“El prudente ve el peligro y se protege; el imprudente sigue adelante y sufre las consecuencias.”
-Prov 22: 3
Diciembre llega vestido de luces, pero entre tanta chispa también entra una sombra que ciega aunque nadie lo note, la pólvora se vende como alegría instantánea, un destello que hace sentir que la noche despierta: luces subiendo, estallando y cayendo, mientras en el fondo queda un eco amargo que casi nadie nombra.
Nos acostumbraron a creer que es tradición, símbolo de “celebración” pero cuando uno mira de cerca, el brillo se vuelve ruido y el ruido se torna en herida; para los animales la fiesta humana se convierte en tormenta; caninos que huyen sin reconocer su propia casa, felinos escondidos bajo camas, equinos que se descontrolan al primer estallido, ellos no entienden de conteos regresivos, solo sienten miedo en un idioma sin palabras, sin poder pedir calma, pero sí dependiendo de que elijamos por ellos.
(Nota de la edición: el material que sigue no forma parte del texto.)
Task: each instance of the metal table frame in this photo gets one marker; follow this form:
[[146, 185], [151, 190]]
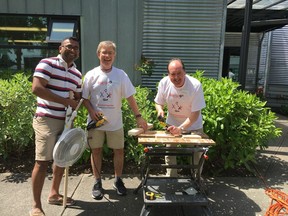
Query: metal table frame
[[171, 190]]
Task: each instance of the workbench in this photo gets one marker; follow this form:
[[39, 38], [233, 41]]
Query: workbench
[[178, 191]]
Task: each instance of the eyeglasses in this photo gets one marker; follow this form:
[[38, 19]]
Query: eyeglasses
[[70, 47]]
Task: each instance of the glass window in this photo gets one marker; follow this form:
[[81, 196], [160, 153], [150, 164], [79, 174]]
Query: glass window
[[60, 30], [23, 39]]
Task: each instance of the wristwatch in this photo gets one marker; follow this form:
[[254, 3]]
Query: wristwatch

Los niños con esa curiosidad que brilla más que cualquier bengala, siguen siendo los más vulnerables. Aún les dicen que es “un juguete” o un “no pasa nada”, pero cada año un chispero mal tomado, una papeleta que no explotó o una manito confiada repiten la historia: dedos perdidos, piel marcada, ojos que ya no ven igual; todo por un segundo de luz que jamás vale una vida.
También está el adulto confiado, el que dice “yo sé manejar eso” y enciende el tote como si fuera un juego, la pólvora no distingue edades ni egos, con una mecha traicionera el hospital recibe a quienes creían tener control.
No se trata de apagar la alegría, sino de encender conciencia, la tradición no se pierde por dejar atrás lo que hace daño; la vida continúa sin convertir la noche en tormeto, hay formas más amables de iluminar diciembre sin sembrar miedo ni dolor.
Cada estallido que evitamos es un animal que duerme en paz, un niño que crece sin marcas, una familia que no pasa las fiestas entre curaciones. Ahí empieza una nueva manera de celebrar.